2019 documentary film by John Lloyd Taylor

Chasing Happiness (also known as Jonas Brothers: Chasing Happiness) is a 2019 American documentary film that follows the American pop rock band Jonas Brothers and their lives since the band's break up in 2013, until their reunion in 2019. It was directed by John Lloyd Taylor, produced by Reece Pearson and Grant Macdowell, and released to Amazon Prime Video on July 4, 2019.

A follow-up, Happiness Continues: A Jonas Brothers Concert Film, chronicles the brothers as they travel the world to perform for the Happiness Begins Tour.

==Synopsis==
After the Jonas Brothers break up in 2013, the band members chased their individual projects. In 2019, they discuss the details of what drove them apart, and what made them want to reunite as a band once more.

==Background==
On April 22, 2019, the Jonas Brothers announced their then-upcoming reunion album Happiness Begins (2019), which was set to be released on June 7, 2019. The album was preceded by the documentary, titled Chasing Happiness, which was set to premiere worldwide on June 4, 2019, on Amazon Prime Video. The trailer for the film was released online on May 9, 2019.

==Release==
The documentary film was released on June 4, 2019, three days before the release of their reunion fifth studio album, Happiness Begins.

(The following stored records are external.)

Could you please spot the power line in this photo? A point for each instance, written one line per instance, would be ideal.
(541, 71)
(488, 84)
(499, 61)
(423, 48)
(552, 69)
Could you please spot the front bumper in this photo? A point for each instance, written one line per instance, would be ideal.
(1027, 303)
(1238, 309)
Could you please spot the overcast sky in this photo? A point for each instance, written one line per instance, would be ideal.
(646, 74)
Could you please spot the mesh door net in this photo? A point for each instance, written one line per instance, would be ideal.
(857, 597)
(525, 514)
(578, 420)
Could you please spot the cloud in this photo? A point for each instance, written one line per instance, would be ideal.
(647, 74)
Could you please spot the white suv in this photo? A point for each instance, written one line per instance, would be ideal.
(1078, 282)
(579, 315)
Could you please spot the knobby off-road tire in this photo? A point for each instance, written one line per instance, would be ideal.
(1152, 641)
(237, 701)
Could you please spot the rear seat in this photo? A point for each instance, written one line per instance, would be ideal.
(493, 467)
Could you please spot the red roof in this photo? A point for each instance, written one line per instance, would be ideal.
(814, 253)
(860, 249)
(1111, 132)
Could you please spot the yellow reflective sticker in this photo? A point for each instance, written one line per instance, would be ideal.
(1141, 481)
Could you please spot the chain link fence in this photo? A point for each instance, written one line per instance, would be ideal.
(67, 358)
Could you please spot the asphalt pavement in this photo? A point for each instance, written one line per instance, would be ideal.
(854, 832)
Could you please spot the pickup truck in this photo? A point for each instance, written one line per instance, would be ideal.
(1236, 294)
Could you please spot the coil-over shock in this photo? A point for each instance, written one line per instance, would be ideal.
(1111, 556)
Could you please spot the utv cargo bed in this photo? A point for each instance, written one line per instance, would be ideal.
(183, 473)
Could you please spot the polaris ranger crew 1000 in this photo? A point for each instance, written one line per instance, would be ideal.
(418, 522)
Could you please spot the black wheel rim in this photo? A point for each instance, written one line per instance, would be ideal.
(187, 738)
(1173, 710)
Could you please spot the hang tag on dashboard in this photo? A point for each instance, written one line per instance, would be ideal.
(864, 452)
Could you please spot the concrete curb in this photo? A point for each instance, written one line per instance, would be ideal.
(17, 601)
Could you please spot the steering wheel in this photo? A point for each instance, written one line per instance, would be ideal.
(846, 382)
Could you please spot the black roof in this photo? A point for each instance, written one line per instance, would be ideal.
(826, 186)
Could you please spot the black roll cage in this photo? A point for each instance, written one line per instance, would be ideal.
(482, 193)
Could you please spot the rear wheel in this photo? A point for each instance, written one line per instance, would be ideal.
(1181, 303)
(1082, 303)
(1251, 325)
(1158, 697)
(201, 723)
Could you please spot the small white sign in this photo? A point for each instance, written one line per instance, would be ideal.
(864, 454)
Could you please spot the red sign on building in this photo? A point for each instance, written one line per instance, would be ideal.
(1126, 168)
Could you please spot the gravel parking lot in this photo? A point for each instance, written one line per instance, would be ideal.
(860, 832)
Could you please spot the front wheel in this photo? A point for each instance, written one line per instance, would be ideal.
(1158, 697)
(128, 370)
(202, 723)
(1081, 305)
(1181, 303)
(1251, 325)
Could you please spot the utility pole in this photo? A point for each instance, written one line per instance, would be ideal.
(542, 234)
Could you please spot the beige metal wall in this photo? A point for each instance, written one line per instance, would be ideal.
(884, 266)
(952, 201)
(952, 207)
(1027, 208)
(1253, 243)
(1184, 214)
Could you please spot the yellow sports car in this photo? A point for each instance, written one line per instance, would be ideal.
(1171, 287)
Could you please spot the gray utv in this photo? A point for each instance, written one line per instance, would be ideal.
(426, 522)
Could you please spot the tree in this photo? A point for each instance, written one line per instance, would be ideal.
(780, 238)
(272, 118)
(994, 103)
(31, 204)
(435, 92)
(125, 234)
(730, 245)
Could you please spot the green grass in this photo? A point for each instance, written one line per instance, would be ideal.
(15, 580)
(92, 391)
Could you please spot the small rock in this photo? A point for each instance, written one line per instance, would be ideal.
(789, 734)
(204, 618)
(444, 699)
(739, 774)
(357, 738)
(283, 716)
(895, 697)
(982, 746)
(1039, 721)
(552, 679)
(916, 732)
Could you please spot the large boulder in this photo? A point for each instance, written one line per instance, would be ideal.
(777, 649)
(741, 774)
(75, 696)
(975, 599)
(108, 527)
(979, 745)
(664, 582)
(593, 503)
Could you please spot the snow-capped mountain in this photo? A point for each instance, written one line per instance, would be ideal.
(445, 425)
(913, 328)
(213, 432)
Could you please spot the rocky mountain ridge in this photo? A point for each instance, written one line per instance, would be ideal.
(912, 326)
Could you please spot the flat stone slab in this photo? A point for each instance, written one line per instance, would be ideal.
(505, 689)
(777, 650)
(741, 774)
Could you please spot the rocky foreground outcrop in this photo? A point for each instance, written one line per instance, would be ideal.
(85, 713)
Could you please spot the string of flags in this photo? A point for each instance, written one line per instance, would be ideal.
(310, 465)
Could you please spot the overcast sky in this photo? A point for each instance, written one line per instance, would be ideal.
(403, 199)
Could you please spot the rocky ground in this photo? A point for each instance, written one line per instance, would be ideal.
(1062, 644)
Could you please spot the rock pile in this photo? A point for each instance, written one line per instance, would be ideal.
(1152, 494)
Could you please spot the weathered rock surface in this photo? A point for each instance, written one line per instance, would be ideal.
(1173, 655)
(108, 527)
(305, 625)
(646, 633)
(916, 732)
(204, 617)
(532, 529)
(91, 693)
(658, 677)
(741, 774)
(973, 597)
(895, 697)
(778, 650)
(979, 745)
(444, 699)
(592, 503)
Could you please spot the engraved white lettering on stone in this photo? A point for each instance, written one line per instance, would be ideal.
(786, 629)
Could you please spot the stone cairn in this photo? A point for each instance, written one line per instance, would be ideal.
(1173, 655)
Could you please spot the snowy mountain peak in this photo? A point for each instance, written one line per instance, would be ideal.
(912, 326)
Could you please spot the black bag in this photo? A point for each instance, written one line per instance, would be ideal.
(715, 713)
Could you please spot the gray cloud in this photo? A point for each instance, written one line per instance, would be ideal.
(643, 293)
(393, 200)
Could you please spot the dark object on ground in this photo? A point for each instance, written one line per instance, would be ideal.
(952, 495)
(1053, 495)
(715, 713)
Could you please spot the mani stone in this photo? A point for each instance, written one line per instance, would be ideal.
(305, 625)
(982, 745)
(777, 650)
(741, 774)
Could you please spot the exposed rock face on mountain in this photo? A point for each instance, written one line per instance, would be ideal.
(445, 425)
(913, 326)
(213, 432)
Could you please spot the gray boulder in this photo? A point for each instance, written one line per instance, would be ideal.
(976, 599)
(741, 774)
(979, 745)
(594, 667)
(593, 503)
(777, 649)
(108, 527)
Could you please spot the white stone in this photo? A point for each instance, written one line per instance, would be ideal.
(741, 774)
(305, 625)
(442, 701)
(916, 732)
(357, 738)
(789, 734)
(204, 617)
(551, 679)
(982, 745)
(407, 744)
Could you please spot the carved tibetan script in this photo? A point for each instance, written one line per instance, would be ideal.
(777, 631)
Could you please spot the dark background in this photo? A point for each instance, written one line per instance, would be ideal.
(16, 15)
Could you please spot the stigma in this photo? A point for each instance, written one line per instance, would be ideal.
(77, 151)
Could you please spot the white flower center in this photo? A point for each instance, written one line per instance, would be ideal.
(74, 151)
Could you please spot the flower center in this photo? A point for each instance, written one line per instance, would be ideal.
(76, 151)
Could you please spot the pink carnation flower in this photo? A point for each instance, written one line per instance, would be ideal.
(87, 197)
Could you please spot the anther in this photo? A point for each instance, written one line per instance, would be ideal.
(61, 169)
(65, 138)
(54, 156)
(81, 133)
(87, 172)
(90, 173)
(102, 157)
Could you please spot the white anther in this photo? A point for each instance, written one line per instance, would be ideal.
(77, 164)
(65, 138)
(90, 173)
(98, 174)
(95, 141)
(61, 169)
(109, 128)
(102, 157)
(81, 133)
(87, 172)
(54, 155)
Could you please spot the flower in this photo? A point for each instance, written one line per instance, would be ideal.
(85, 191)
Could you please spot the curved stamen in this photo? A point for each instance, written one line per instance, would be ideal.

Happiness Continues: A Jonas Brothers Concert Film, which chronicles the brothers as they travel the world to perform for the Happiness Begins Tour, displaying backstage routines as well as the performances, serves as a follow-up to Chasing Happiness.

==Music==

To accompany the documentary, the band released a soundtrack, called Music from Chasing Happiness, released on May 9, 2019, through Republic Records. It was made available on CD, streaming services and digital download one month before the documentary's release.

Aside from the band's select old catalog, the soundtrack contains an original song, "Jersey", and a live rendition of their Billboard Hot 100 number one single Sucker.

==Reception==
 Chris Willman, from entertainment magazine Variety, wrote that the documentary showcases an insightful view on the ups and downs for the band, the reasons they broke up and got back together. While he felt that the film, at times, feels somewhat fabricated and displays the band in the way they wanted to be displayed, it also showed some sides from the brothers that weren't all that positive, to which he noted made the documentary worthwhile.